In recent years of artificial intelligence research, the concept of "chains of thought" has gained increasing attention, especially in the training and reasoning of large language models. Recently, Professor Guojun Qi's team from the MAPLE Lab at Westlake University proposed a novel "diffusive divergent chain of thought," a completely new reasoning method specifically designed for diffusion language models.
Traditional large language models usually adopt a linear chain of thought, generating answers step by step through reasoning. However, human thinking processes are often more complex, filled with non-linearity and jumping characteristics. Professor Qi's team believes that mimicking this divergent thinking will help enhance the model's creativity and problem-solving abilities.

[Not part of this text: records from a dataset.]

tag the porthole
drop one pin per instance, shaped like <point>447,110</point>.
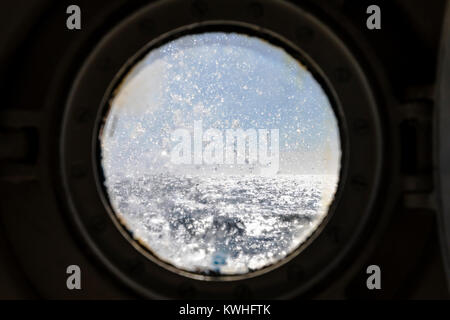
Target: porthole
<point>221,153</point>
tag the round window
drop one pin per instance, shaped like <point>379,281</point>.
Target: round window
<point>221,153</point>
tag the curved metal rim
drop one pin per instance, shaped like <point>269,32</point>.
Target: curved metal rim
<point>358,122</point>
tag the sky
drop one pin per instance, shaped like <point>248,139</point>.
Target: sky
<point>226,80</point>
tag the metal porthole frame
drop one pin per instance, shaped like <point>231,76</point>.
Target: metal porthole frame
<point>341,76</point>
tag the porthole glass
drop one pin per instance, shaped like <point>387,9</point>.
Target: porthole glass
<point>221,153</point>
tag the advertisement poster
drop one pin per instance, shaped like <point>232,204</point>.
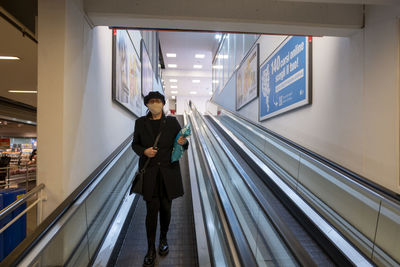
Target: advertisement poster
<point>127,73</point>
<point>285,77</point>
<point>247,79</point>
<point>147,72</point>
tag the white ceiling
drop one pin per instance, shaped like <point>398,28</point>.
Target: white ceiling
<point>186,45</point>
<point>21,74</point>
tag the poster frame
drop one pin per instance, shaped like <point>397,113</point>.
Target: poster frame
<point>143,49</point>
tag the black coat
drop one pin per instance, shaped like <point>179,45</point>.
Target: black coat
<point>143,138</point>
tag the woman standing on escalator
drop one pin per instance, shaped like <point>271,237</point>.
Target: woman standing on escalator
<point>162,181</point>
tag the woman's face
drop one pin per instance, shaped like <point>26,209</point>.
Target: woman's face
<point>155,106</point>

The core of the diffusive divergent chain of thought lies in allowing the model to generate intermediate results in any order during the reasoning process, without following traditional syntactic structures or readability requirements. Through this approach, the model can explore more diverse thinking paths and produce more creative and flexible answers. This method has been successfully applied in various diffusion language models, particularly excelling in mathematical reasoning and code generation tasks compared to existing models.
In its implementation, the team optimized the entire generation process using reinforcement learning. The model starts from an uninformative mask sequence, progressively generates key information, and derives the final answer during the denoising process. Unlike traditional chains of thought, the diffusive chain of thought can utilize intermediate generated content to enhance the accuracy of the final answer.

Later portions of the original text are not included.